Manhattan.
Kota bagian New York yang cukup sibuk. Padat lalu lalang kendaraan juga riuh ramai lautan pejalan kaki yang siap kejar mimpi. Tak jauh berbeda dengan pemuda bersurai chestnut blonde yang tengah terpaku di tengah Times Square, persimpangan jalan utama di Manhattan, tempat berpadunya Broadway Street dan Seventh Avenue. Pemuda itu mengedarkan pandangannya ke sekeliling di antara pejalan kaki yang melangkah kian kemari dalam tempo cepat. Kawasan dengan distrik pusat bisnis terbesar di New York—Midtown Manhattan—jadi tujuan utama perantau seperti dirinya yang sedang mengadu nasib.
Na Jaemin, asal Korea Selatan, terbang jauh dari tanah kelahiran dengan sejuta harapan menjadi pianis terkenal yang bisa berdiri bangga di panggung pertunjukkan Carnegie Hall, menggugah simfoni klasik untuk para penikmat musik. Jaemin merapikan kemeja yang membalut tubuhnya kemudian mengambil langkah mantap menuju gedung pertunjukkan. Lagi-lagi ia di sini memenuhi panggilan audisi agar boleh dirinya punya kesempatan untuk unjuk gigi. Harapnya begitu tinggi meski tak jarang dikecewakan berkali-kali. Tapi ia datang dari jauh bukan hanya untuk membasuh peluh, ada asa yang harus terus membara. Jangan dulu redup terlebih padam.
●●●
Di sisi lain persimpangan, menjejak kaki entitas raga dengan surai sekelam jelaga. Peluh membasahi kening karena terik matahari yang mulai meninggi. Bahunya lunglai, langkahnya gontai. Kepalanya menunduk menatap kertas putih dalam genggaman yang terlihat acak-acakan, tak lagi mulus. Mungkin kondisinya bisa disandingkan dengan situasi hatinya sekarang. Berantakan dan tertekan. Midtown Manhattan, zona komersial kota New York, padat dan serba cepat ditambah dengan persaingan ketat. Sukar menembus peluang jadikannya seakan kaum terbuang.

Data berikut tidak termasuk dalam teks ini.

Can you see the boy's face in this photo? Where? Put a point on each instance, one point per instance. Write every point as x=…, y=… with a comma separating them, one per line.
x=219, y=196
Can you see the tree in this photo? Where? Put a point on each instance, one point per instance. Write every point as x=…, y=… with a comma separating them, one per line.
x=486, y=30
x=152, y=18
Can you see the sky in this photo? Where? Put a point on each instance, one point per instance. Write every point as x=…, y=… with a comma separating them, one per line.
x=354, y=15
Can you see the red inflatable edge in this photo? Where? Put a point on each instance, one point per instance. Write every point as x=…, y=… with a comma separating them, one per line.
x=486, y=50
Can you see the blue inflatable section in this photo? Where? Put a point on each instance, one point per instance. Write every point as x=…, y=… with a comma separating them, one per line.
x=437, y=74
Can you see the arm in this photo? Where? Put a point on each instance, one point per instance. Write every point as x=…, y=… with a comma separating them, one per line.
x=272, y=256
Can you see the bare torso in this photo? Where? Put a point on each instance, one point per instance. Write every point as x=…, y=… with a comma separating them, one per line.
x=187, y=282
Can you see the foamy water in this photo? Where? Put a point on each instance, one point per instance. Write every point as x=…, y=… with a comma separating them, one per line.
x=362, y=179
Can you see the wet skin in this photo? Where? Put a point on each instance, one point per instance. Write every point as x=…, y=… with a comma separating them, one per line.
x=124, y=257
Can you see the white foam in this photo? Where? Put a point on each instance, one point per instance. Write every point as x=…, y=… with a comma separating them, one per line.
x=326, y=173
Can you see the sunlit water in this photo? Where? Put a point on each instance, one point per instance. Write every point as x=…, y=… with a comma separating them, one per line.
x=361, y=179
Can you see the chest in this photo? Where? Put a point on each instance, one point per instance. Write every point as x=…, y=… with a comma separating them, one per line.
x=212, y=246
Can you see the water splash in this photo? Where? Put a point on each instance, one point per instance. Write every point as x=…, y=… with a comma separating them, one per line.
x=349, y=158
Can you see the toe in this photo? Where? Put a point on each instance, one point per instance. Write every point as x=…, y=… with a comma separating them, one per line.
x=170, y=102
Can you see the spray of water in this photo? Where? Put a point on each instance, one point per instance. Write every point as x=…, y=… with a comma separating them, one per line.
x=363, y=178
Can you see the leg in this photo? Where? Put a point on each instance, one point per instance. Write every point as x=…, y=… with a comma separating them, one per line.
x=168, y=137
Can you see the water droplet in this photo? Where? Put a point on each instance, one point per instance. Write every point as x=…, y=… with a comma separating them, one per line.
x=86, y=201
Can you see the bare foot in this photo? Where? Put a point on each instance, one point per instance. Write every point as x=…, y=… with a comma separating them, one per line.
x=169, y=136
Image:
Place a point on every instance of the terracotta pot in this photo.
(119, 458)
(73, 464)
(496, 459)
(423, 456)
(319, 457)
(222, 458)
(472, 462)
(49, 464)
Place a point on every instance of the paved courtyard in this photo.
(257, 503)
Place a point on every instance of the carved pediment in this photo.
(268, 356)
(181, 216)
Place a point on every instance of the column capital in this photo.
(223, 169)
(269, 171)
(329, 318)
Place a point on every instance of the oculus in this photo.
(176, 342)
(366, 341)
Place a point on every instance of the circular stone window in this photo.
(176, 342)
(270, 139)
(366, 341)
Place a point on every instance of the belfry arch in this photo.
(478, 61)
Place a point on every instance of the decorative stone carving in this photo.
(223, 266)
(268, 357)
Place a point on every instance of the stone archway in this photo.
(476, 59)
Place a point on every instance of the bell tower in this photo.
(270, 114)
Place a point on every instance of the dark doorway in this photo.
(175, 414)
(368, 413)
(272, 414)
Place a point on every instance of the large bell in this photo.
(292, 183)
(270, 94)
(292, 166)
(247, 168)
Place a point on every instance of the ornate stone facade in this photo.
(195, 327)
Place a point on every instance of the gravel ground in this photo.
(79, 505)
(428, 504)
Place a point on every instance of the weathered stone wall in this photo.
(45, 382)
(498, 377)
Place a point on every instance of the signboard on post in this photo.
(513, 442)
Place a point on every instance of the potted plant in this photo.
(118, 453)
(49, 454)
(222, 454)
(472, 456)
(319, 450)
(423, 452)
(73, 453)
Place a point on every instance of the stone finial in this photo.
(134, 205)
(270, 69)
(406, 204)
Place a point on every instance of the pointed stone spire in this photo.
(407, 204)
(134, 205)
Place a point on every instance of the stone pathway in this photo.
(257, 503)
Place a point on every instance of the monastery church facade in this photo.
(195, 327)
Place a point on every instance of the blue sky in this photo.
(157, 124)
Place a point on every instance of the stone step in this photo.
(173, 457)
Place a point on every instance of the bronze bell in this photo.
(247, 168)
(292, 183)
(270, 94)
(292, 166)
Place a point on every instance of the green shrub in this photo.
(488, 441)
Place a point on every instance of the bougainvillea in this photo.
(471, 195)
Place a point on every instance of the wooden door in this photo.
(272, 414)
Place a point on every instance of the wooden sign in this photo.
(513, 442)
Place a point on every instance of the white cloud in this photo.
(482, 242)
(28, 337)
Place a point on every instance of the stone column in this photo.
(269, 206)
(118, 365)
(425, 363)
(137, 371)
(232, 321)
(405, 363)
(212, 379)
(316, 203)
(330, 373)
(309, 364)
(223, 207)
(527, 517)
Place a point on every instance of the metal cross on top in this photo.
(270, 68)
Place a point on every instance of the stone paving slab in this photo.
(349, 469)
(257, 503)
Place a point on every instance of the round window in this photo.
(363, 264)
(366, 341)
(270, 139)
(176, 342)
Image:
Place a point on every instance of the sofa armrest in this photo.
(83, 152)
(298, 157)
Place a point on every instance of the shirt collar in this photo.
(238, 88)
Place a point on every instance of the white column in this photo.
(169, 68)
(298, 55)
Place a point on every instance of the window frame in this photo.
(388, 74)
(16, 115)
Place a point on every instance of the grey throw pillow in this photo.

Lee Jeno, melanglang buana tinggalkan tanah Korea dengan setumpuk cita-cita yang semula membara. Sejuta harapan ia genggam demi selami dunia seni peran. Teater Broadway adalah tujuan, misi utama tempat dirinya sematkan asa. Mimpi untuk jadi pelakon handal di panggung ekspresi, lenggak-lenggok kesana kemari di hadapan ribuan penikmat kisah klasik. Sialnya ia gagal lagi. Mengais serat-serat harapan tapi ironis kala kesekian kali kandas di tengah jalan.

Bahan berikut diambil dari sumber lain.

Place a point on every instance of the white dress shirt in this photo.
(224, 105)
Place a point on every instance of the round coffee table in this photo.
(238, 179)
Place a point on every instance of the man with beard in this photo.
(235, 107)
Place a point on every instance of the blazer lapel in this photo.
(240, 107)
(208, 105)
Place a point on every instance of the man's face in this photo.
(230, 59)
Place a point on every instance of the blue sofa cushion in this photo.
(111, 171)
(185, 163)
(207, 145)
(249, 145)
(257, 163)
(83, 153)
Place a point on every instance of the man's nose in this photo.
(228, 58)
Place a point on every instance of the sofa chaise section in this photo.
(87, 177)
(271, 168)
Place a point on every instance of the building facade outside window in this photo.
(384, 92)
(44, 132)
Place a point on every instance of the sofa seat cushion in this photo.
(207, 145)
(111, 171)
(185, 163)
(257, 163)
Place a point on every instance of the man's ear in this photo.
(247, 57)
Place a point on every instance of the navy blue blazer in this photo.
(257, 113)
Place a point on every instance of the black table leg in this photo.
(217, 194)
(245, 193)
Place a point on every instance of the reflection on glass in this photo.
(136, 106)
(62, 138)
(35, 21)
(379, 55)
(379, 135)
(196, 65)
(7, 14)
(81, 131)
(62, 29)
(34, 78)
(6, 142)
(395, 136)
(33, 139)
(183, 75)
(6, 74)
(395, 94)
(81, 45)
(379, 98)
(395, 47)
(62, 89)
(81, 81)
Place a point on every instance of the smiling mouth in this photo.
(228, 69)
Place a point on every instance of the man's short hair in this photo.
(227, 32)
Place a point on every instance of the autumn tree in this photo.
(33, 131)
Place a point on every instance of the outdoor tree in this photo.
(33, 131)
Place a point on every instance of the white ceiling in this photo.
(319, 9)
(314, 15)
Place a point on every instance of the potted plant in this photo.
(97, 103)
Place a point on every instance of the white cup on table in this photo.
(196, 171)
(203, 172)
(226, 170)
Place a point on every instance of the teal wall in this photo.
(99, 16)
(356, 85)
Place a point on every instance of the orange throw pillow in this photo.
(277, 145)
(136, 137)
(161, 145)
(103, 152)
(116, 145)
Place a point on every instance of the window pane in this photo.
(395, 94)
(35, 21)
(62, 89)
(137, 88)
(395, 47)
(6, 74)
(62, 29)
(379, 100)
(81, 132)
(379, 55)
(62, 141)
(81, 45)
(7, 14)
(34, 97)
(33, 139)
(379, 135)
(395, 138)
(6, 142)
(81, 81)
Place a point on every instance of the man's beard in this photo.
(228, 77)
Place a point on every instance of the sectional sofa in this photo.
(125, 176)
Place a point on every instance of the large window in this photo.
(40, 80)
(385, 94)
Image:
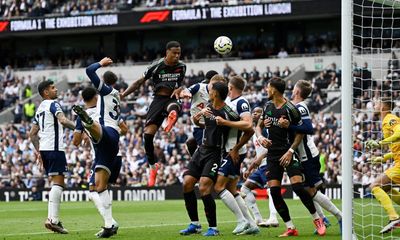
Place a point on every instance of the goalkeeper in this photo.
(381, 187)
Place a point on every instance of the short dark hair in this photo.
(172, 44)
(238, 82)
(278, 83)
(210, 74)
(305, 88)
(222, 89)
(388, 101)
(88, 94)
(218, 78)
(43, 86)
(110, 78)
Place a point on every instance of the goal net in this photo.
(375, 75)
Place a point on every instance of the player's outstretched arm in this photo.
(255, 164)
(288, 156)
(65, 121)
(244, 124)
(198, 116)
(395, 137)
(91, 71)
(33, 134)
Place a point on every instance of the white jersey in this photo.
(242, 107)
(108, 109)
(51, 134)
(260, 150)
(92, 113)
(306, 148)
(200, 98)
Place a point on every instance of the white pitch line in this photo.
(132, 227)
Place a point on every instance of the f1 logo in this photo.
(3, 25)
(160, 16)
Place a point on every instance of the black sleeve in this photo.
(294, 115)
(150, 69)
(182, 76)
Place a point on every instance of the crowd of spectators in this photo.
(18, 169)
(13, 90)
(245, 47)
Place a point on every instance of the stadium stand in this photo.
(18, 169)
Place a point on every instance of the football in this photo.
(223, 45)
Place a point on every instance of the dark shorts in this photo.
(204, 163)
(275, 171)
(158, 109)
(258, 177)
(107, 149)
(228, 169)
(198, 135)
(54, 162)
(115, 169)
(311, 169)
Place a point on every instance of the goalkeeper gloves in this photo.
(372, 144)
(376, 160)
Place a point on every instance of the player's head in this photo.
(219, 91)
(47, 89)
(110, 78)
(275, 87)
(302, 88)
(89, 94)
(209, 75)
(216, 78)
(386, 104)
(237, 83)
(257, 112)
(173, 52)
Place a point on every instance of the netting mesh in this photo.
(376, 42)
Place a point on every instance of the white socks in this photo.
(272, 210)
(290, 224)
(245, 211)
(319, 209)
(54, 203)
(251, 202)
(105, 200)
(229, 201)
(326, 203)
(94, 196)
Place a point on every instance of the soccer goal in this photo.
(370, 73)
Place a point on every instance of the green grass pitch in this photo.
(148, 220)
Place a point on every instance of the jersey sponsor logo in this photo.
(3, 25)
(159, 16)
(200, 105)
(245, 107)
(302, 110)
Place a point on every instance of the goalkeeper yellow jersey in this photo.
(390, 124)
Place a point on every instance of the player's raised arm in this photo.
(124, 128)
(246, 120)
(33, 134)
(55, 109)
(77, 137)
(97, 82)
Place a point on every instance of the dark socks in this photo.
(191, 205)
(210, 210)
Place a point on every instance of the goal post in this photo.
(370, 71)
(347, 141)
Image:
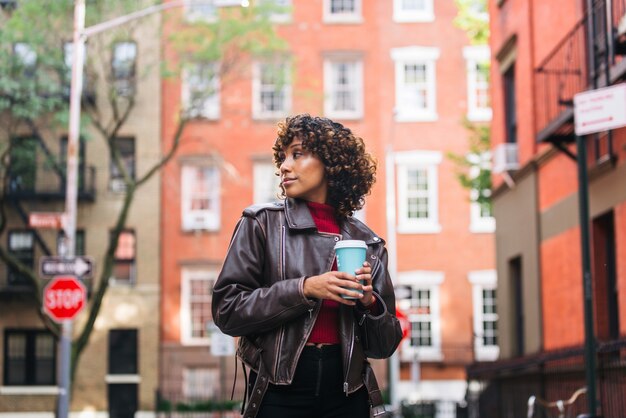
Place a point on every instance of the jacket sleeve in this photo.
(380, 333)
(244, 302)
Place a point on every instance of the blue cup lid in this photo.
(350, 243)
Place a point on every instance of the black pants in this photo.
(316, 390)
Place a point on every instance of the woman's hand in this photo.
(364, 275)
(332, 284)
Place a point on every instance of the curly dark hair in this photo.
(350, 170)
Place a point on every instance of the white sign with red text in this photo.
(600, 110)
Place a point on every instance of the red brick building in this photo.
(543, 54)
(403, 77)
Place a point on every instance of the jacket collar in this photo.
(299, 217)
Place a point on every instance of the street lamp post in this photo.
(80, 35)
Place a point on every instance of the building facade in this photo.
(401, 76)
(545, 54)
(117, 372)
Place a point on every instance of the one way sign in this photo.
(76, 266)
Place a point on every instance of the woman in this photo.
(280, 291)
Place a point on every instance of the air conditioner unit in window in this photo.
(505, 158)
(199, 221)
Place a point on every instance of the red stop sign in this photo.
(64, 298)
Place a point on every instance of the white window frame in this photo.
(425, 160)
(356, 17)
(416, 55)
(330, 87)
(475, 55)
(196, 386)
(200, 219)
(210, 108)
(266, 183)
(194, 16)
(482, 280)
(257, 109)
(423, 280)
(479, 224)
(189, 274)
(425, 15)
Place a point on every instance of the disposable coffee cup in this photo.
(350, 257)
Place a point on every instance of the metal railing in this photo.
(508, 384)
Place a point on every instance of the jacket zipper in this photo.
(345, 383)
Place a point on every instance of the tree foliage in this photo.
(34, 88)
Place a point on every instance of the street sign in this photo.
(75, 266)
(600, 109)
(47, 220)
(64, 298)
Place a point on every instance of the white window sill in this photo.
(416, 116)
(483, 226)
(486, 353)
(343, 20)
(122, 378)
(414, 18)
(29, 390)
(480, 115)
(431, 228)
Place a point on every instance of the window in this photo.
(197, 290)
(413, 11)
(418, 191)
(200, 197)
(510, 112)
(421, 305)
(280, 10)
(123, 373)
(21, 246)
(266, 182)
(123, 63)
(342, 11)
(200, 383)
(126, 149)
(343, 88)
(29, 358)
(23, 164)
(201, 91)
(26, 58)
(481, 213)
(271, 89)
(124, 259)
(415, 83)
(485, 316)
(478, 100)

Jeno menghela nafas jengah sambil membawa sepasang tungkainya melangkah gontai. Tak terhitung berapa banyak audisi yang telah ia lewati, namun yang pasti hasilnya tak pernah berubah sama sekali. Maaf dan coba lagi. Jeno muak dengan kata yang kerap didengarnya ribuan kali. Tak mungkin ia terbang jauh lalu kembali cuma-cuma dengan tangan kosong semata. Di antara kekalutan yang menekan, masih ia dekap sejumput angan. Dalam hati rapalkan harap semoga Manhattan sudi beri kesempatan tuk' wujudkan sejuta harapan.
●●●
Jaemin meregangkan tubuhnya yang penat seraya menghirup udara Manhattan kala langit kota bertransisi menjadi jingga. Ia membalikkan tubuhnya untuk melihat bangunan megah Carnegie Hall sekali lagi, merekamnya dalam memori sambil melafalkan harap agar usahanya tak sia-sia hari ini. Ia yakin akan ada masanya nanti mereka mengakui bakat yang dirinya miliki, menggema lantang di antara tuts hitam putih.
KAMU SEDANG MEMBACA
City of Stars | jaemjen
RomansaDua anak manusia tinggalkan tanah kelahiran menjelajah harapan. Mimpi mereka boleh berbeda, tapi perihal hati resonansinya adalah sama. --warning-- •• bxb content •• might or might not include nsfw content •• jaemjen, top!jm bott!jn •• storyline and...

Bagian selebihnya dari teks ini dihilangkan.